Big Society Capital publishes data on £488m of social investment deals

31 Aug 2016 News

Big Society Capital, the social investment wholesaler, has today published data on social investment deals worth £488m – around 32 per cent of the market.

The data, published on BSC's transparency pages, covers 716 deals from 30 social investors. The average social investment is for £706,000, but the median deal is around £200,000.

Around 72 per cent of investments were in the form of loans, and 60 per cent went to charities, while under 18 per cent went to organisations with no form of asset lock.

The majority of deals were secured loans, and the most common type of social investment deal was to buy an asset.

Only 85 out of 716 social investments were under £50,000, despite charities saying this was the level of investment they most commonly needed.

The largest investor featured, in terms of deals done, was Charity Bank, which supplied data on 162 deals.

Big Society Capital invests money in other social investment organisations, which then put money directly to the front line. It has started publishing deal level data as part of a drive to improve transparency in the social investment market, after it was criticised for not making enough information available.

In a blog accompanying the data BSC said: “Today we are publishing an updated deal level publication which includes Big Society Capital’s deals updated to June 2016 as well as social investment deals made by other investors and arranged by intermediaries which did not receive investment from BSC.

“In our last publication we had 237 transactions from 23 contributors and now we have increased that number to 716 transactions from 30 contributors.

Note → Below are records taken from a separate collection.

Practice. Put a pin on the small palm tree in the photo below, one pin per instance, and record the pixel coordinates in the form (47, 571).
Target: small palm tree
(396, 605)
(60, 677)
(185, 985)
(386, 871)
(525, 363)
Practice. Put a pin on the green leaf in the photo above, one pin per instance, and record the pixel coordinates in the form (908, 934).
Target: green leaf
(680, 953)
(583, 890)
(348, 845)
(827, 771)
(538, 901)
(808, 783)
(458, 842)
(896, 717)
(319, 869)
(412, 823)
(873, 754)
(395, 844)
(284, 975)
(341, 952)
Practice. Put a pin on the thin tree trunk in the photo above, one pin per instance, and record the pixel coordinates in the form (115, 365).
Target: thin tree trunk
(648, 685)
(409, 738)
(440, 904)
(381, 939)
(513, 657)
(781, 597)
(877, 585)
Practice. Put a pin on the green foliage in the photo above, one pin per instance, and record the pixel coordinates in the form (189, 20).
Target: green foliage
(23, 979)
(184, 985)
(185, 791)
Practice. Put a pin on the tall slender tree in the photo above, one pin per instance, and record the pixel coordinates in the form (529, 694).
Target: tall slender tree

Comparing the coverage of the data to the recent Market Sizing report the dataset represents 31 per cent of committed capital. We recognise the resource requirement of providing data and are therefore very grateful to all of the organisations that contributed their data.

“We encourage everyone to explore the data and use it to answer questions one would have about what is happening in social investment and to help drive performance. We have already heard positive feedback on how the deal level data is being used by fund managers to benchmark their deployment as well as by charities and social enterprise to better understand how other organisations are using social investment.”